The legislation would bar trans student athletes from competing in womens’ school sports — from elementary school all the way through college. Under the legislation, trans women and girls would be forced to either compete as the gender they were assigned at birth, or in sports specifically marked co-ed.
Wisconsin’s bills are part of a nationwide, Republican-driven campaign that seeks to bar trans students from girl’s sports.
Speaking on the Assembly floor today, Representative Barbara Dittrich, the legislation’s author, argued that trans female students have an unfair advantage in school sports.
I disappointingly heard from my female colleagues on the left that transngender women are women. Let me remind you that you cannot make XY DNA XX DNA, nor negate the physiological advantages that remain solely because one identifies as a given gender,” Dittrich said.
According to an investigation by the Associated Press, in more than 20 states where similar legislation has been floated, lawmakers largely can’t cite local examples of conflicts transgender participation in sports has caused.
Speaking at a Pride month event earlier this month, Governor Tony Evers made a similar point — while indicating his plans to veto the legislation.
“These sorts of harmful bills and hateful policies are ‘solutions’ in search of problems that don’t exist,” Evers said. They’re based on some hypothetical stories about somebody else someplace else, rather than the evidence right in front of us and the harm they can do to LGBTQ kids.”
While lawmakers convened in the Assembly chambers for their session, about 150 protesters gathered on the north end of the Capitol building in a demonstration of solidarity with trans students.

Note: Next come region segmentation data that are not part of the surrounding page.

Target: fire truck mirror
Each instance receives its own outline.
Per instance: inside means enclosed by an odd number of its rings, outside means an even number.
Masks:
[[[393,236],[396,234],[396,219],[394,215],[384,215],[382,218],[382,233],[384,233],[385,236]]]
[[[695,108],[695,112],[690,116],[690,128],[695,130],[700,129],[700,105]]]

Amira Pierotti — a youth activist — says that the bills could do long-term psychological harm to transgender kids, even if they get veto’d by the Governor.

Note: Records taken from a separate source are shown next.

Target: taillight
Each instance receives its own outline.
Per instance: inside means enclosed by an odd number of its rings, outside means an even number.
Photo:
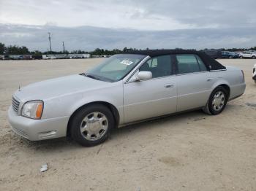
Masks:
[[[241,70],[241,71],[242,71],[242,74],[243,74],[243,79],[244,79],[244,73],[243,70]]]

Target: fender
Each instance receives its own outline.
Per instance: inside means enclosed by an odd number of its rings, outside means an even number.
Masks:
[[[223,79],[222,77],[218,77],[217,80],[211,87],[211,93],[217,87],[221,85],[226,85],[230,88],[230,84],[226,79]]]

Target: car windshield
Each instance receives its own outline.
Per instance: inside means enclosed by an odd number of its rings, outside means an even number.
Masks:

“We already live our lives knowing that at any point we can be harassed or face violence. And to have the Wisconsin legislature put their seal of approval on that is absolutely horrific,” Pierotti says.
Austin Kieler, chair of the Democratic Party of Wisconsin’s LGBT Caucus, says the timing of the Assembly’s vote, during Pride month, adds insult to injury. He points to the history of the holiday, and its roots as a protest originally led by trans activists.

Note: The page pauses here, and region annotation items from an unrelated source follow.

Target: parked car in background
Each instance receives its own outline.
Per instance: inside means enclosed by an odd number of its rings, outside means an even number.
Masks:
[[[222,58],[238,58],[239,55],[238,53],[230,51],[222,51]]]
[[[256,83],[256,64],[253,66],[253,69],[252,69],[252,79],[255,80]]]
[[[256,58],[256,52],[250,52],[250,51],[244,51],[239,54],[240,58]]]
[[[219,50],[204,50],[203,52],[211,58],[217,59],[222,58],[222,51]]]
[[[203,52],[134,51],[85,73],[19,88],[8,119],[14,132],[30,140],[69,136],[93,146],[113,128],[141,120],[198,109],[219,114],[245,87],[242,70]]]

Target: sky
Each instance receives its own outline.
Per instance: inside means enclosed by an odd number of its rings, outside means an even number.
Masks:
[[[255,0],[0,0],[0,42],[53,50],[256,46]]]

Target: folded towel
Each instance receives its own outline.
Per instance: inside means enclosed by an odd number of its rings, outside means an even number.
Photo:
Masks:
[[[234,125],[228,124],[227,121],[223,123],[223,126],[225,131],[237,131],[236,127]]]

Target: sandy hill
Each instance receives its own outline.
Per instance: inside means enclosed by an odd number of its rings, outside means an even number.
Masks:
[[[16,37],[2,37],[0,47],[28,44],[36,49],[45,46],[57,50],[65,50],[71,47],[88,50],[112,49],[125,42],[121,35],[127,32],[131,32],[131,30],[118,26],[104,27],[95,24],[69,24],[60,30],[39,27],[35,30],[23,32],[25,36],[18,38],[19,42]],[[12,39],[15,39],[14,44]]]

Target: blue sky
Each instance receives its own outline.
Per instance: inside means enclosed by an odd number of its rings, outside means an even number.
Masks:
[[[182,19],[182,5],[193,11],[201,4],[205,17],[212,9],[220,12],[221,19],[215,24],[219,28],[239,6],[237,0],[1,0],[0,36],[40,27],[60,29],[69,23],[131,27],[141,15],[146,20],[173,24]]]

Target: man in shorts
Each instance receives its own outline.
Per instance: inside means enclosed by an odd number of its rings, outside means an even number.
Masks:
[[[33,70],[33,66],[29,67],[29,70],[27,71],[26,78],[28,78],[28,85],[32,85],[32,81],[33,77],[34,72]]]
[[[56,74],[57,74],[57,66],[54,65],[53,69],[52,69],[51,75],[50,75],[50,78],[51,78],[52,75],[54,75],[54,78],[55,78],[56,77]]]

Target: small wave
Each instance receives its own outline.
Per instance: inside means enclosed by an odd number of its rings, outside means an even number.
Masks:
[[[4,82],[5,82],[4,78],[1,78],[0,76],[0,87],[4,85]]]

“As trans people are under attack in the state of Wisconsin, I think it’s incredibly important that we’re out here fighting to support them,” Kieler says. “Especially when you think about how the entire Queer and LGBTQ liberation movement started as a riot in Stonewall by trans people of color. We have to fight back and that’s what we’re doing today.”
In related news out of the capitol today, the legislature’s LGBTQ Caucus put forward a 2021 Equality Agenda. The six bill package includes a ban on conversion therapy, prohibiting discrimination based on gender identity and establishing a transgender equality task force.
The trans student sports bills now head to the Republican-controlled Senate for consideration, after which they’ll be passed off to Governor Tony Evers — who has indicated that he’ll veto them.